3.1061 archives

Willard McCarty (MCCARTY@vm.epas.utoronto.ca)
Thu, 15 Feb 90 20:17:47 EST

Humanist Discussion Group, Vol. 3, No. 1061. Thursday, 15 Feb 1990.

Date: Wed, 14 Feb 90 21:32:04 -0800
From: edwards%cogsci.Berkeley.EDU@jade.berkeley.edu (Jane Edwards)
Subject: transcripts on computer

[The following query is from someone about to join Humanist. Please post
all replies both to her directly and to Humanist. --W.M.]

Jane Edwards
edwards@ucbcogsc.bitnet )
I am preparing a list of computerized archives of spoken and written language
data and would like to ask your help in making it more complete. Below I
summarize the ones I know about; if you know of others, I would like very
much to hear from you.

The largest archive of language data available on computer medium seems to be
the Oxford Text Archive, which lists about 450 separate collections of written
or spoken language, including those of 4 other archives:
U. of Cambridge, U. of Pisa, U. of Pennsylvania, and Brigham Young U.
Oxford Text Archive email address: archive%vax.ox.ac.uk@ukacrl.earn (BITNET),
archive%vax.ox.ac.uk@ucl.cs.edu (EDU), archive@uk.ac.ox.vax (JANET).
Most of the Oxford holdings are written works (such as literary classics,
and Biblical works), but it also has several well-known spoken language
corpora (described below). Most are in English, but the following languages
are also represented: Arabic, Armenian, Coptic, Danish, Dutch, Finnish,
French, Fufulde, Gaelic, German, Greek, Hebrew, Icelandic, Italian, Kurdish,
Latin, Latvian, Malayan, Mayan, Pali, Portuguese, Provenc\al, Russian,
Sanskrit, Serbo-Croat, Spanish, Swedish, Turkish, and Welsh.

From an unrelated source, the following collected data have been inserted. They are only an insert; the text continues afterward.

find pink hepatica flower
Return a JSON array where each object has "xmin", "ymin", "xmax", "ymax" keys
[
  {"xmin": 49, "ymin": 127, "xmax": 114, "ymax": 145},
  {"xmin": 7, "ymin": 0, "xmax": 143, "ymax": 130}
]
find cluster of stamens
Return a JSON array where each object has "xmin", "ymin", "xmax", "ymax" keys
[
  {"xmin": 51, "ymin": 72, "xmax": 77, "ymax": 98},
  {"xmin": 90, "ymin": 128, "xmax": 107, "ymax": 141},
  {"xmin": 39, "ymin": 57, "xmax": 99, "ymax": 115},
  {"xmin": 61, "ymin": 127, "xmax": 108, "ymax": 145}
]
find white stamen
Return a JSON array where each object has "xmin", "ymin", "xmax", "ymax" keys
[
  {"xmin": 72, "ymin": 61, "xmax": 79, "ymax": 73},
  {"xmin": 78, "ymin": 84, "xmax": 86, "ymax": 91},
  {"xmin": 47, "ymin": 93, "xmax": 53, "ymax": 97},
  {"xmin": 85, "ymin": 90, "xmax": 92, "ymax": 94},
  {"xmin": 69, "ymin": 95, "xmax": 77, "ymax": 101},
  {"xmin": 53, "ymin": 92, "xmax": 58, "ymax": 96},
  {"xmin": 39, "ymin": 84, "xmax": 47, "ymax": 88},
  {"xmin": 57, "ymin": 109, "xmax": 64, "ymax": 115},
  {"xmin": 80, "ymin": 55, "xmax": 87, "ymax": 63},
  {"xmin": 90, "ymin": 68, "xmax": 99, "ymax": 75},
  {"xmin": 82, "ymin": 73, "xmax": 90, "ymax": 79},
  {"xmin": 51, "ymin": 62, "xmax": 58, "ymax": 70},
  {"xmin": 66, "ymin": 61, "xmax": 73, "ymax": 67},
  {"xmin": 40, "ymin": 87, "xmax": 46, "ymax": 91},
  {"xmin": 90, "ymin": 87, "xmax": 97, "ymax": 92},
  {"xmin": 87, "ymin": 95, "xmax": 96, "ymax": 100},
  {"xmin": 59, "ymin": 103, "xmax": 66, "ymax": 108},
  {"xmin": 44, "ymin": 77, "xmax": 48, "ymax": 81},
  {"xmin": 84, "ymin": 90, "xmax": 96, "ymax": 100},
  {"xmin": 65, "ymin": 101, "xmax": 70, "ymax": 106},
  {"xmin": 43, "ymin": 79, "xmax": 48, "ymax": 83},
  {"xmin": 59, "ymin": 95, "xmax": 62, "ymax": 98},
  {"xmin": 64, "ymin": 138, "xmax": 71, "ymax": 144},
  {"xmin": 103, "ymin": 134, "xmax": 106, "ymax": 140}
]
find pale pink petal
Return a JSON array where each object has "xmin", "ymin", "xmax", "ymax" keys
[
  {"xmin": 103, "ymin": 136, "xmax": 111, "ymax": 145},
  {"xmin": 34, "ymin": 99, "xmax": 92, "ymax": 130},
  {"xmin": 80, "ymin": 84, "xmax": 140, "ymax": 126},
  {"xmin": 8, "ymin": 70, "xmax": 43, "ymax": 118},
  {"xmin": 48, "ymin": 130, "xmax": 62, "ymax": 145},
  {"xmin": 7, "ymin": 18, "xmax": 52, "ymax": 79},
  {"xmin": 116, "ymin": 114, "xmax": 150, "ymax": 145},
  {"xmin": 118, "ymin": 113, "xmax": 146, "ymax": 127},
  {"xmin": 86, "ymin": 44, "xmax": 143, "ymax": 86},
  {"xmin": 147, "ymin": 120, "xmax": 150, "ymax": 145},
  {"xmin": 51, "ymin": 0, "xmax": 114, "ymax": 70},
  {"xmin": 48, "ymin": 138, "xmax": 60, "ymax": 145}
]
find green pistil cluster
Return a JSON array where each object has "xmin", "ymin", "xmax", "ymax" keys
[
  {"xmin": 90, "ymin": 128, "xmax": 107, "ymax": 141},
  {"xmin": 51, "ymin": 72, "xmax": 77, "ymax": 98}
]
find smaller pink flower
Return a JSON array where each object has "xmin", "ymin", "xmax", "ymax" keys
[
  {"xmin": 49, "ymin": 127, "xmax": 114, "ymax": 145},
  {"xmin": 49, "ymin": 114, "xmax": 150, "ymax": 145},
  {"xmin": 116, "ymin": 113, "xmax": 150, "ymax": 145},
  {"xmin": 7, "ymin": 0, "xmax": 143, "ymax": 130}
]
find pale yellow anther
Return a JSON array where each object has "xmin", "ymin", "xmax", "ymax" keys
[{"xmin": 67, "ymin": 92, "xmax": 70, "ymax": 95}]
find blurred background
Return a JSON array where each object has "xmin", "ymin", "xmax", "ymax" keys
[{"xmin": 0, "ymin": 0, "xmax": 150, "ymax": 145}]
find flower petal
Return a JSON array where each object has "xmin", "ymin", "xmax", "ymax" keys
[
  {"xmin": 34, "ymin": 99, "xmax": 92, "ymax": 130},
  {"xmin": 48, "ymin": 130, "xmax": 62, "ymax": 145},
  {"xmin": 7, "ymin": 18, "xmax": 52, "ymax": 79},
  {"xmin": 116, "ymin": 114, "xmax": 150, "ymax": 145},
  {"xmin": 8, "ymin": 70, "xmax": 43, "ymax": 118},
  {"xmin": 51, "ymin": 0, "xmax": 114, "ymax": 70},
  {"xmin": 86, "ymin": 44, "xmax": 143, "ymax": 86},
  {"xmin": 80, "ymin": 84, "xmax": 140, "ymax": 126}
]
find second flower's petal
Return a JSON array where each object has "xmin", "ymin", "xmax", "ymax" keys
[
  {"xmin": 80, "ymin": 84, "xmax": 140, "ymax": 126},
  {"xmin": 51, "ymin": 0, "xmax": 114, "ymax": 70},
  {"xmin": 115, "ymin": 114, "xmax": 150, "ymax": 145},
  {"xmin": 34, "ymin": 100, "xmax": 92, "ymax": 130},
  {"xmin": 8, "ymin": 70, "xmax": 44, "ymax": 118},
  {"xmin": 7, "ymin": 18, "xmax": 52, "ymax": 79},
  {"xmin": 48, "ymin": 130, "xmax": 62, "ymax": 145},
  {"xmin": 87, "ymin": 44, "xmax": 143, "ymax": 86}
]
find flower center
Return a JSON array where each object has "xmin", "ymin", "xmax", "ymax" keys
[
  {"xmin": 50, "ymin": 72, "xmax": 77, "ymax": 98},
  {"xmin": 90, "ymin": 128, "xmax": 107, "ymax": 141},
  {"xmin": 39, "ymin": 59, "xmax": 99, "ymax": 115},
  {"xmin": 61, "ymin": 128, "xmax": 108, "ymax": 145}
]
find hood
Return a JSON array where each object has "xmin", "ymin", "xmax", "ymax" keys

Of Oxford's WRITTEN ENGLISH corpora, the best known may be the BROWN CORPUS,
composed of 500 written language samples of 2000 words each from a range of
written styles of English printed in 1961 (described in Kucera & Francis,
1967, _Computational analysis of present-day American English_). This corpus
is not currently used widely in Linguistics (though perhaps in Literature, or
the Humanities) because the data are: (a) from written rather than spoken
sources, and (b) 30 years old. The large "Australian Corpus Project"
(described in Kyto, et al. (eds.), 1988, _Corpus linguistics: hard and soft_,
and in the book review in _Language_, 1989, 65(4), 843-848), may provide a
needed updated sampling of a wide range of written (Australian/British)
English, and will include also some spoken English.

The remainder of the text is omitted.